Imagine a pair of molecular scissors capable of cutting DNA to replace the defective part with a healthy copy. These scissors have a name: Clustered Regularly Interspaced Short Palindromic Repeats, or CRISPR. And it could well become a technique of choice to cure genetic diseases, including several forms of cancer. Here’s all you need to know about it.

The technique

In a didactic video, the INSERM explains, by illustrating the Crispr-Cas9 genetic tool with a pair of scissors, how it can intervene to modify our DNA. It allows to cut any DNA sequence at a specific place, to remove it, and then replace it with a clean copy of the same sequence. This genome modification technique could then be used to cure genetic diseases.

The first trial

Following the approval of the American National Institutes of Health (NIH) in June 2016 to test Crispr-Cas9 biotechnology, the first tests, relayed by Nature, were carried out by a team of researchers from the Sichuan University in Chengdu, China. Scientists injected genetically engineered cells to recognize and attack the tumor cells of a patient with metastatic lung cancer, using the Crispr-Cas9 tool. In March 2017, New Scientist published the results. Less than one in 10 cells has been successfully repaired, a rate too low for the method to be usable on a large scale yet.
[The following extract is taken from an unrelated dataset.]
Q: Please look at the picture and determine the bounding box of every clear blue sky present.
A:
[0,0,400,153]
Implantation in hospitals?

Between 2016 and 2017, CRISPR has been tested several times to genetically modify embryos and remove HIV-infected cells from organisms. On August 23, 2017, Futurism announced a two-year partnership between researchers at Crispr-Cas9 and Massachusetts General Hospital to develop new cancer treatments based on this technology. “It is increasingly clear that Crispr-Cas9 technology could play an important role. (…) By combining our capabilities to modify the genes and the expertise of physicians, we hope to accelerate our progress in making these therapies a reality for cancer patients”, said Jon Terret, a scientist at CRISPR to GlobeNewswire.

DNA is fragile

One moment. Does that mean it is possible to modify the DNA as we please? The answer is no. In a statement released on May 29, 2017 on EurekAlert, researchers at the Columbia Medical Center warn about the collateral effects of CRISPR. The latter follows an experiment (carried out by themselves) of the technology on a mouse, to cure blindness. After the experiments, the mouse was kept under scientific supervision. Hundreds of unexpected mutations have been found in his genome. “None of these DNA mutations were predicted by computer algorithms widely used by researchers to search for off-target effects”, the team said. Stephen Tsang, one of the researchers, said that “we believe it is essential that the scientific community consider the potential hazards of all off-target mutations caused by CRISPR, including nucleotide mutations and mutations in non-coding regions of the genome”.